Saturday, September 7, 2013

The Perspicuity of Scripture and Ancient Near Eastern Background Studies

Reading the Bible is often like entering a movie in the last fifteen minutes. You pretty much have no clue what has been going on, and instead, tend to speculate what the movie was really about. The reason why this is the case is because we are reading a text that is written in a language which references a world that is not our own. That's why assuming that a passage is literal before knowing the conceptual referents of the language you're reading is a really bad idea. It's only meant to be literal if the author would have understood it as such, and that itself can only be accessed through context.

Context understands words within their literary environment (i.e., within other words in morphological and syntactical relationships) that extends from collocations to clauses, clauses to sentences, sentences to paragraphs, paragraphs to pericopes, pericopes to books, books to sections of books, sections of books to canon, etc.

But part of the context is the cultural context because it too contains concepts to which the authors words refer. For instance, the word "heart" in the Old Testament and certain parts of the New (specifically the Synoptics) refers to the seat of thought in the ancient Near East, but we tend to read it as the seat of emotion and good intentions. Without the ANE background, we lose the real meaning of the word. Often this means that we are merely getting right teaching from the wrong texts, but there can also be cases where we get the wrong meaning from the wrong texts.

So knowing ancient Near Eastern texts are vital in understanding the concepts to which certain words or phrases refer.

But what does this say to the Reformed doctrine of the perspicuity of Scripture, i.e., the doctrine that teachings that Scripture is understandable to everyone who reads it?

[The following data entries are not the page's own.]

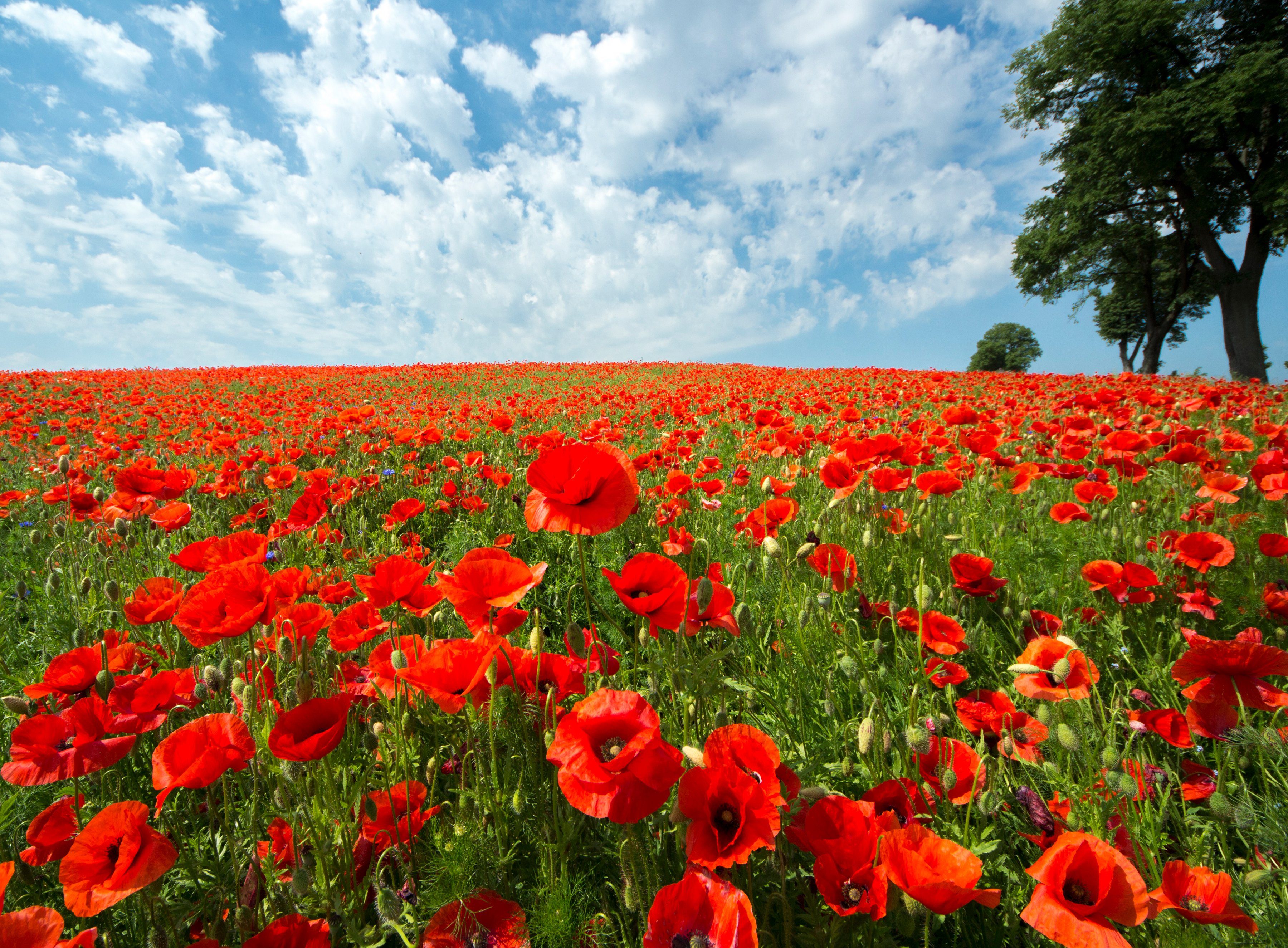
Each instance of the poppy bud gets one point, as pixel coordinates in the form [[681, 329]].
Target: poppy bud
[[1259, 879], [1068, 737], [103, 683], [867, 729], [918, 740], [702, 600], [1036, 809]]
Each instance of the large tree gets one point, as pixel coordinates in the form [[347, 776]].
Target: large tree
[[1184, 101]]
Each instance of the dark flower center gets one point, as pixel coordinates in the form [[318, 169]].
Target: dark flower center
[[611, 749], [852, 894], [1076, 893]]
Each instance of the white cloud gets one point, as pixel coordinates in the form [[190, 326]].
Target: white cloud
[[836, 161], [107, 57], [189, 28]]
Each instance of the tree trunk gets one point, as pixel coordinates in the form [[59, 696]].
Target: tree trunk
[[1242, 330]]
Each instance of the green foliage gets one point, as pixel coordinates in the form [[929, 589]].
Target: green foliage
[[1006, 347]]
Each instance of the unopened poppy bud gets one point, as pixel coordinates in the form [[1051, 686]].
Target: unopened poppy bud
[[867, 729], [103, 683], [1068, 737], [1060, 670], [705, 592], [918, 738], [15, 704], [1259, 879]]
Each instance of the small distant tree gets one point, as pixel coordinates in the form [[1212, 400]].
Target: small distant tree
[[1008, 347]]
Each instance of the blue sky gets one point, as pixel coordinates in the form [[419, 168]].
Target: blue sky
[[816, 184]]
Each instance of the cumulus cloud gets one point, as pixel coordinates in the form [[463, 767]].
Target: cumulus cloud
[[106, 55], [664, 196], [189, 26]]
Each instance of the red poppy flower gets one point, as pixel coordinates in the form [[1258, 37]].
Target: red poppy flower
[[1229, 671], [244, 548], [483, 919], [197, 754], [751, 751], [938, 874], [701, 910], [902, 798], [142, 703], [940, 633], [766, 519], [226, 605], [836, 565], [948, 757], [71, 673], [938, 482], [400, 815], [356, 625], [1067, 512], [974, 575], [731, 816], [843, 835], [612, 759], [1084, 886], [1166, 723], [1201, 896], [292, 932], [581, 489], [156, 601], [943, 673], [718, 612], [655, 588], [487, 580], [891, 480], [982, 710], [114, 857], [280, 847], [58, 748], [52, 831], [454, 670], [311, 731], [400, 580], [1046, 654], [1202, 551]]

First, as I said before, right teaching from the wrong texts is often a result of not getting the original referents of a text. The Holy Spirit is promised to bring His people into all truth, not give them omniscience to know everything about a text. Hence, it seems the case that He has, throughout history, merely used whatever hermeneutic of a given religious culture to interpret the Bible for that people and make Christ known to them.

Second, and this is an important point to make, the doctrine of perspicuity does not refer to everything the Bible teaches, but rather to the general understanding of the gospel story. In other words, it is the main story, the narrative that moves us from creation to new creation that can be understood by any Christian.

That brings us to the third point. The doctrine is discussing what every Christian can understand about what the Bible teaches. Hence, not every unbeliever or heretic will understand it. It exists to confound the unbeliever, so that while seeing they do not perceive, and while hearing, they do not understand.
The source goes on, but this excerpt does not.